What has the U.N. International Decade of the World’s Indigenous People meant to the pygmy peoples in the Democratic Republic of Congo (DRC)?

Pygmy peoples in the DRC have heard about the International Decade and have received some funds, for example to establish a small magazine, but in truth the Decade has not made much of a difference in their lives. The challenges they face are enormous. Most pygmies cannot read or write, thus they have almost no means for communicating with others, including the government. In addition, they are facing conflict on three levels: (1) internal conflict among different groups, and within groups over differing philosophies of how to deal with the outside world; (2) external conflict with other ethnic groups in Congo, and with economic predators who want to extract the resources found in their forests, including timber; and (3) armed conflict that has become endemic in the part of the DRC in which they live.

On the other hand, the International Decade has made it possible for some pygmy representatives to meet government officials for the first time. While talking to officials is nearly impossible within the DRC, by getting funds to participate in U.N. meetings like the Working Group on Indigenous Populations, pygmy representatives have the opportunity to meet with DRC officials in Geneva or New York. As a result of one meeting in New York, international representatives of the DRC government promised to defend before Parliament two laws that would limit mining and forestry on pygmy lands. That legislation is now pending. DRC officials also are beginning to gain awareness of International Labor Organization Convention 169 and the rights it protects.

But when you compare the amount of money spent on U.N. conferences with the impact on the ground, the outcome is grossly disproportionate.
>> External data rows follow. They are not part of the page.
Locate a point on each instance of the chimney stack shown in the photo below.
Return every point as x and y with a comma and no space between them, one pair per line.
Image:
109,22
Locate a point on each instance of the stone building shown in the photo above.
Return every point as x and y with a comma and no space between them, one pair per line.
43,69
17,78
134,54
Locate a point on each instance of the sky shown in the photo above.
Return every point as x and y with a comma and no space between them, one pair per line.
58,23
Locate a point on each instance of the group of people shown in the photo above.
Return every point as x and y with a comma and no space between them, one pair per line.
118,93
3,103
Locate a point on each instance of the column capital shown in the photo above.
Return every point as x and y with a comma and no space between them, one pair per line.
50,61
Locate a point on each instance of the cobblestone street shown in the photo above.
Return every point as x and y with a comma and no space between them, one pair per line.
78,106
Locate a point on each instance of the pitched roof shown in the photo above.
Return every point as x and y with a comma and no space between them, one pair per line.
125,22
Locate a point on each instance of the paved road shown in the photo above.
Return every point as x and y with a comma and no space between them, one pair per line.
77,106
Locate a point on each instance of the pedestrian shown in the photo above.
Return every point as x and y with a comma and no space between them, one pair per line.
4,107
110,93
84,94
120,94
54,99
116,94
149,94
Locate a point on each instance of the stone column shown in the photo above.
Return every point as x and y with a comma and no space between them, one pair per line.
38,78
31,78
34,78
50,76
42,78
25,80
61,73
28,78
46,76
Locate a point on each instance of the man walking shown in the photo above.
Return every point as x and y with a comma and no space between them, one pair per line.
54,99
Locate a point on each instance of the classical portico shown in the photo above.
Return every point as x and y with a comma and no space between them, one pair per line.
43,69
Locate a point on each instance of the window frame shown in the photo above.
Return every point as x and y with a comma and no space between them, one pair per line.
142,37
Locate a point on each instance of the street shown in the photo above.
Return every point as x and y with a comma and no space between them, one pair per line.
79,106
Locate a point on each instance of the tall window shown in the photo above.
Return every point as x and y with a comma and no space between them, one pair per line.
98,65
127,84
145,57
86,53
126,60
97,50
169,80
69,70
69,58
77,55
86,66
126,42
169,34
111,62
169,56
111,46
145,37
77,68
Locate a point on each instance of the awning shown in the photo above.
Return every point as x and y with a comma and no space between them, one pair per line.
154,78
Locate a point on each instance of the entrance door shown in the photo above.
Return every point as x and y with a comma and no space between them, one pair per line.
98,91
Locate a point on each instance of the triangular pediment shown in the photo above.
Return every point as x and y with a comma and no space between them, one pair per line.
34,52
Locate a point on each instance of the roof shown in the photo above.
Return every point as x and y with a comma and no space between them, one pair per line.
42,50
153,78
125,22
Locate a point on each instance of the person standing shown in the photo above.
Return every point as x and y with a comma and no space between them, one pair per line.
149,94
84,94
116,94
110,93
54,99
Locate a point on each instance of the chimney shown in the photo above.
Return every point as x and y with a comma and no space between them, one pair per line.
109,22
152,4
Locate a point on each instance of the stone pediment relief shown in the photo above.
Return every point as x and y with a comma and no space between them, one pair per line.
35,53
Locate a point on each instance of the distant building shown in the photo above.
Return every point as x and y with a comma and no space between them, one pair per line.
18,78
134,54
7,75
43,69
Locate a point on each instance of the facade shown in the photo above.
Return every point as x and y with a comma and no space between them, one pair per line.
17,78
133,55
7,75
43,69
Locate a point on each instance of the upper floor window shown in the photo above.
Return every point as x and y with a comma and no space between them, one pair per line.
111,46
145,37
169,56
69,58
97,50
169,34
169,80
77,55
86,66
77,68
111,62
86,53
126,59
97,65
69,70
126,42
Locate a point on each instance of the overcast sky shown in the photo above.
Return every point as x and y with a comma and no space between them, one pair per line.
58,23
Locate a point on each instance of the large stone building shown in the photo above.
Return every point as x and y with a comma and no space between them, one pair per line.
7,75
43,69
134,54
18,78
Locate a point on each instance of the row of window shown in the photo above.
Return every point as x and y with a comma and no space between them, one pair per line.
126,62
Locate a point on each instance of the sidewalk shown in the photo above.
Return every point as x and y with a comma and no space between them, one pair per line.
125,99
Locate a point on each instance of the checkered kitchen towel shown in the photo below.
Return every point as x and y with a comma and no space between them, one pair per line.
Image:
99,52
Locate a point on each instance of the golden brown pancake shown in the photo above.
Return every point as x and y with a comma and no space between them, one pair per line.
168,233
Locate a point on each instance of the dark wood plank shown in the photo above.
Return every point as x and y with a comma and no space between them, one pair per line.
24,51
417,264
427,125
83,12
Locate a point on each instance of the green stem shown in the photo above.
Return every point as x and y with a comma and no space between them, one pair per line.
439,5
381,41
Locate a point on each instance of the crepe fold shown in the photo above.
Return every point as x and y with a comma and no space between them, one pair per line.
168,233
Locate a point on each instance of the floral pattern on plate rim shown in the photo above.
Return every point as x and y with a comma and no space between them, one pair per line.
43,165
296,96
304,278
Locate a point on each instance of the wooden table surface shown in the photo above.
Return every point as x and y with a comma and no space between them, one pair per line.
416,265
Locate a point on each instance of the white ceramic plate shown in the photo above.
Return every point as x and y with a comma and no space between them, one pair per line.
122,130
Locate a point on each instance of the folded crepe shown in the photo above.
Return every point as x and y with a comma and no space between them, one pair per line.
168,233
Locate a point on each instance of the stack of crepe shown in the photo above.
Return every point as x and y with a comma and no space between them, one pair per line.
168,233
There needs to be a shift so that far more international resources reach the grassroots.

Assuming there is a second International Decade, how would you like international resources benefiting indigenous people to be spent?

I think the greatest priority is education. Up until now, the U.N. has said that education is not part of the International Decade framework. But without education, pygmy peoples are not in a position to represent themselves. Representation and political participation will be crucial to ensuring that laws to protect pygmies are put in place in the DRC, and that they are enforced at the local, regional, and national levels.